My OCD would recommend *not* to stuff/up-sample the original stream/AudioSampleBuffer/float array, but to create a working copy that is already sized to the correct amount of samples, then you don't have to resize one stream constantly.
For 4x oversampling, create a stream/float array that's (original float array size * 4) samples long, use above process to copy over 1 sample from the original into 4 samples of the oversampled one, finally apply a hard filter.
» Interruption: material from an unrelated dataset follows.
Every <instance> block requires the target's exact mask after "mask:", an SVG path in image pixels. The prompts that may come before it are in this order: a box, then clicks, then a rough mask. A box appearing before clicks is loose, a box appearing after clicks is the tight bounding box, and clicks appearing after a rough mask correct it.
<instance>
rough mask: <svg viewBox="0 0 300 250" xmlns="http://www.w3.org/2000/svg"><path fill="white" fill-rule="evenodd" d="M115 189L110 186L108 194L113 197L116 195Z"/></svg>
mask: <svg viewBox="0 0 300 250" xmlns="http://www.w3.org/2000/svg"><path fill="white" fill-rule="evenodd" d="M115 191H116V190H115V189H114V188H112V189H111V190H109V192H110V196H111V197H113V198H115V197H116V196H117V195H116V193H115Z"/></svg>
Then you do your filtering.
At the end, you reverse above process by applying a VERY hard LP filter at Nyquist to the oversampled stream, then you loop through the original stream (for int sample=0;sample<original.size;++sample), use (int sample * oversampling factor) as an offset and just copy over original[sample]=oversampled[sample*offset].
That should do the trick.
Note that my snippet stuffs the original sample into the up-sampled stream multiple times. I tried doing this with 1 original sample and (oversampling factor - 1) zeroes, this is called zero stuffing, but somehow the signal I got out in the end was -3 dBfs quieter than what I sent in. Reusing the original sample gave me identical volume after just up- and then downsampling.
In the end, I just went back to using JUCE's internal functionality for resampling. I couldn't get any filter to work as steep as theirs without being hugely CPU inefficient.